Cyberattacks continue to rise in both frequency and cost, and businesses are boosting their security budgets to better defend themselves. But more may be required, according to a Tuesday report from Hiscox.
For its annual The Hiscox Cyber Readiness Report 2019, Hiscox surveyed almost 5,400 business professionals across the US, UK, Germany, Belgium, France, Spain, and the Netherlands, all of whom are responsible for their organization’s cybersecurity.

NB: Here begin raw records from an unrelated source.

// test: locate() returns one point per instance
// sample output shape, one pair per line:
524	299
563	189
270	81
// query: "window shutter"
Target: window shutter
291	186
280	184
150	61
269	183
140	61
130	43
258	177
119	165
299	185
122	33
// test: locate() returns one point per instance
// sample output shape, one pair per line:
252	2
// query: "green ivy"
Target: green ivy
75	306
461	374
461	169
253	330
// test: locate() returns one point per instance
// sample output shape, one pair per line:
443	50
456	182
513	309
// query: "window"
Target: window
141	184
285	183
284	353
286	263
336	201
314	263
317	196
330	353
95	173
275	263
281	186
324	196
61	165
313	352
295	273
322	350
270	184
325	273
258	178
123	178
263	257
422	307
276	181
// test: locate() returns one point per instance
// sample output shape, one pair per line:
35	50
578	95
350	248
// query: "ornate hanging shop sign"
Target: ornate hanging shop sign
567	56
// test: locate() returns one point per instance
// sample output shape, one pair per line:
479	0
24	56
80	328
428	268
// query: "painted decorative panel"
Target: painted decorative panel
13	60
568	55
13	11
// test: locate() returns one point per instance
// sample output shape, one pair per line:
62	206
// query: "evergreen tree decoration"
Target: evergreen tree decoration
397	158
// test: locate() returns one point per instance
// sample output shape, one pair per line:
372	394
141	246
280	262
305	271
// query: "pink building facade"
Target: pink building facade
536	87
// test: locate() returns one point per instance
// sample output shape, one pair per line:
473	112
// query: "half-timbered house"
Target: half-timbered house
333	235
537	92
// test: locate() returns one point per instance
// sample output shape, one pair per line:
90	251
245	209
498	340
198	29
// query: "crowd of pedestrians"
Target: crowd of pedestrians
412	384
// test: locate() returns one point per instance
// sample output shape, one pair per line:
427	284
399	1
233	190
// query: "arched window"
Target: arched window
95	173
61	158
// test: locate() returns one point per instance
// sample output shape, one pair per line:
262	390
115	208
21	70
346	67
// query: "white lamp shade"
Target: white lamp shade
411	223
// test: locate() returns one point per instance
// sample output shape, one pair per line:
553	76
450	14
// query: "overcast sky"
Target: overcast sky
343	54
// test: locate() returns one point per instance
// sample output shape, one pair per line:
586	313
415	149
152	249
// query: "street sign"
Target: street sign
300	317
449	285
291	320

SEE: Phishing attacks: A guide for IT pros (free PDF) (TechRepublic)
A full 61% of the respondents said their business was hit by a cyberattack over the past 12 months, compared with 45% over the year before. Specifically, 24% of the respondents reported a virus or worm, and 17% said they were hit by a ransomware attack. The number of respondents who reported a distributed denial-of-service (DDoS) attack rose to 15% from 10% the prior period.
Among the 3,300 firms hit by attacks, around 2,250 of them calculated the cost to their business. Among those, the median cost for losses as a result of these attacks was $360,000, up from $229,000 from the previous 12 months. Further, the median cost of the largest single incident rose to $200,000, up from $34,000.
To combat the increased number of cyberattacks, 72% of the respondents said their companies plan to boost spending on cybersecurity over the coming year. Only 50% said they plan to spend more on technology, down from 57% the prior 12 months. But the percentage of respondents who plan to spend more this year rose in all other areas, including employee training, security consultants and third-party services, cyber security staffing, and security outsourcing.
Beyond increasing spending, though, companies concerned about cyberattacks need to look at their reliance on the supply chain and the cloud, the report noted. A full 65% of respondents said they suffered one or more cyberattacks due to a weak link in their supply chain. Some 74% said they evaluate the security of their supplier networks at least once a quarter or on an ad-hoc basis. But only 8% said they had increased the frequency of their supply chain valuations due to a cyber incident over the past year.
Some 22% of respondents reported problems due to outages from third-party cloud providers, up from 13% over the previous 12 months. Large enterprise companies were more likely to report a cloud-related incident than were smaller organizations.
Only 16% of those surveyed said they have “no defined role for cyber security,” down from 32% the prior 12 months. Most have their own internal head of cyber security or a dedicated team, while 19% said they used an external provider. And only 32% said they changed nothing following a cyber security incident, down from 47% previously.
However, businesses expressed less confidence in their security measures, as Hiscox noted that overall confidence in this area has been shrinking the past couple of years. This downturn likely reflects not just a greater intensity in cyber threats but also stricter guidelines from the GDPR and the New York Department of Financial Services Cyber Security Regulation.
“The message that cyber risk is a real threat to businesses of all sizes is sinking in,” said Meghan Hannes, Cyber Product Head for Hiscox in the US, in a press release. “Companies are increasingly aware of the risks and pouring more resources into cyber protection, and yet, there is still a tremendous gap between awareness of the issue and actually having an effective defense.”